Die Psychoanalyse ist die ursprünglichste Behandlungsform der durch die Krankenkassen finanzierten Therapien. Sie geht auf Sigmund Freud Ende des 19. Jahrhunderts zurück, wobei sie sich seit damals stetig weiterentwickelt hat.
In der Psychoanalyse versuchen Therapeut*in und Patient*in durch Gespräche zu verstehen, was die verborgenen Gründe (so genannte „unbewusste Konflikte“) mit Ursprung in der Vergangenheit sind, durch die sich die heutigen psychischen Probleme des*der Patient*in entwickelt haben. Durch das Bewusstmachen der Gründe können die Konflikte aufgelöst werden und die psychischen Probleme verschwinden. Der*die Therapeut*in gibt dabei keine Ratschläge oder Tipps, sondern bietet dem*der Patient*in vielmehr eine neutrale „Leinwand“ an, auf der diese*r seine Erkenntnisse und Schlussfolgerungen frei gestalten kann.
Ursprünglich fand eine Psychoanalyse über mehrere Jahre mit 3-4 Sitzungen pro Woche statt, wobei dies bei moderneren Behandlungen nicht mehr der Fall sein muss.
Bei Spiegelneuronen handelt es sich um Nervenzellen, die von Rizzolatti und Forscherteam 1996 bei Versuchen mit Makakenäffchen entdeckt wurden. Die Neuronen reagierten dabei innerhalb des Großhirns auf Bewegungen eines Gegenüber genau so, wie wenn diese Bewegung selbst ausgeführt worden wäre. Ihre Existenz konnte in weiteren Untersuchungen auch im menschlichen Gehirn nachgewiesen werden. Es ist möglich, dass „Stimmungsübertragung“ also auch durch Spiegelneuronen herbeigeführt wird. Die Spiegelneuronen erlauben es uns, die Aktionen anderer zu simulieren und somit nachzuvollziehen, die Absichten anderer zu verstehen und somit auch empathisch auf andere zu reagieren. Es wurde zwar noch nicht erforscht, ob auch andere Säugetiere, z.B. Katzen oder Pferde, über Spiegelneuronen verfügen und ob der Mensch Tiere spiegelt, „aufgrund des artübergreifenden, gemeinsamen Grundprinzips können Spiegelneuronen (jedoch) als Basis für zwischenartliche affektive Kommunikation, für das Erkennen der Absichten anderer und für Stimmungsübertragung angesehen werden“ (Julius et al, 2014, S. 37). Somit können (in Kombination mit anderen Theorien) auch die Spiegelneuronen einen Ansatz bieten, die besondere Verbundenheit zwischen Mensch und Tier zu erklären.
Literatur:
- Julius, H., Beetz, A., Kotrschal, K., Turner, A., Uvnäs-Mober, K. (2014). Bindung zu Tieren. Psychologische und neurobiologische Grundlagen tiergestützter Intervention. Göttingen: Hogrefe.

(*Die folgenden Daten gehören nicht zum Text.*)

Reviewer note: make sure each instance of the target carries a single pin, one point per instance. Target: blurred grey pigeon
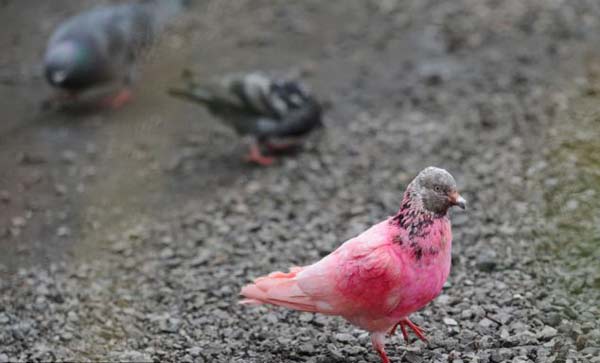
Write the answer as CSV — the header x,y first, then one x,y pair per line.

- Vernooij, M. A., Schneider, S. (2013). Handbuch der Tiergestützten Intervention. Wiebelsheim: Quelle & Meyer.
Die Tiefenpsychologie hat Ihren Ursprung in der Psychoanalyse. Auch sie geht von unbewussten Konflikten aus, die zu den psychischen Problemen führen, unter denen der*die Patient*in leidet. Sie beschäftigt sich dabei jedoch mehr mit dem „Hier und Jetzt“, wodurch es bei tiefenpsychologischen Behandlungen zu schnelleren Erfolgen kommt.